Few, if any, yacht designs have as long and interesting a timeline as the Westport 112 motoryacht. This model’s longevity is due entirely to its popularity with buyers, as evidenced by the 50 hulls built to date. Currently being delivered at the rate of three per year, there is no end in sight.
This level of long-term commercial success requires both new and repeat buyers. It’s not surprising that owners of smaller yachts, Westport and otherwise, would look to the 112 as their desires and resources grew. While that is the norm, one buyer taking delivery of a new 2012 model traded in his 1998 Westport 112.
Such an exchange indicates continuing satisfaction with the construction and functionality of the model; a cordial relationship with the builder and its after-sale support services; and a craving for the enhanced features available only on the newer version of the yacht. Among the most prominent of those elements is the newly optional arrangement featuring a main-deck master suite.
Phil Purcell, Westport’s longtime vice president of sales, says the new arrangement was proposed to reignite interest among buyers during the economic slump that first hit the marine industry in 2008. The layout was intended to appeal to Middle Eastern yachtsmen, and the first hull with an on-deck master was delivered to a client in Lebanon.
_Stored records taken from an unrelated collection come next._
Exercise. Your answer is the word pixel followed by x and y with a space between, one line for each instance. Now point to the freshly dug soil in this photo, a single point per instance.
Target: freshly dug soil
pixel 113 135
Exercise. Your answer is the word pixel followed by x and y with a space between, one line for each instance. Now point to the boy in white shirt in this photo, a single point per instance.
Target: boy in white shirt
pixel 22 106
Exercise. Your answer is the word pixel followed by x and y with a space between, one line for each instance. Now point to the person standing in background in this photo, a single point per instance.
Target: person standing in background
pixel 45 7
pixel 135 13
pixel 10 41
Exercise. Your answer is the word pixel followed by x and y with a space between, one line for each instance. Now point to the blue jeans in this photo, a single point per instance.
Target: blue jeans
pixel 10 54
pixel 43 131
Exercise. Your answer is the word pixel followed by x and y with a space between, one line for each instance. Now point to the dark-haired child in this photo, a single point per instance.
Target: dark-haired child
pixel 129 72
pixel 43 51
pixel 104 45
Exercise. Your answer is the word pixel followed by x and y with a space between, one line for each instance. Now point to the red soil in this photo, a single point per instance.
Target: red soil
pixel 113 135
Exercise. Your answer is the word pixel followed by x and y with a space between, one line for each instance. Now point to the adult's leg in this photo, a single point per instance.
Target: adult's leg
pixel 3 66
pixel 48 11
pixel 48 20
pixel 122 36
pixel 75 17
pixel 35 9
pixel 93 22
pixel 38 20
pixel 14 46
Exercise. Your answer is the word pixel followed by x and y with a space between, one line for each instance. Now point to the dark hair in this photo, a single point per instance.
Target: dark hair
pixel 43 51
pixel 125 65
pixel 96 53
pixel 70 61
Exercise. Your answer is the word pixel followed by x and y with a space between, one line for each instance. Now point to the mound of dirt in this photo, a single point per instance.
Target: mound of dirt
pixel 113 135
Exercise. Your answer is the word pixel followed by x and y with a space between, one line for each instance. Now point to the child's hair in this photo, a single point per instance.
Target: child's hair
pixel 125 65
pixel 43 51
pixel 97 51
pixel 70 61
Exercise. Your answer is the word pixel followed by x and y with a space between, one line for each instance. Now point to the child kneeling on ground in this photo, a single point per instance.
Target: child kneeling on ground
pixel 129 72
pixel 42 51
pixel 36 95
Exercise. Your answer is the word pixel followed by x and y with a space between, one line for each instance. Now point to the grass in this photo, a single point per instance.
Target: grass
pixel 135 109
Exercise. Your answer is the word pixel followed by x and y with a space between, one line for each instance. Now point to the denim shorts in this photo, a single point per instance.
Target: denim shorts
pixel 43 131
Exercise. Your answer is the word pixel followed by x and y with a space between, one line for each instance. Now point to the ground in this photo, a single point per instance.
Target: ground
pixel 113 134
Subsequent sales of the Westport 112, however, have been to North American buyers. Purcell is quick to point out that both of the arrangement plans are and will remain available, but he predicts that three out of four new builds will have the on-deck master stateroom.
Click here to see a full photo gallery of the Westport 112.
Purcell certainly knows his stuff when it comes to yachts and the buyers, but I’d bet his prediction will hold true only until Westport’s team of innovative designers, under the leadership of naval architect Taylor Olson and engineering coordinator Tom Fox, develops yet another incarnation of the venerable model. To understand just how Westport has arrived where it is today, let’s take a look at the origins and the journey of the yard and the Westport 112 from inception to the present.
Westport Shipyard was founded in 1964 in the southwestern Washington town of the same name. Initially, it focused on building vessels for the local commercial fishing industry, but word of the yard’s quality work soon spread and others came knocking. Brothers Rick and Randy Rust bought the shipyard in 1977. The Rusts brought a broader outlook to the company and soon added commercial passenger vessels to Westport’s portfolio.
An attractive pair of 92-foot passenger ferries serving California’s Catalina Island generated a ton of publicity for the yard, and their offshore performance brought inquiries for other applications. Having heavily invested in specialized equipment to speed the production and enhance the quality of fiberglass hulls, superstructures and other molded parts, Westport received orders from custom builders around the Pacific Northwest to supply their lamination needs.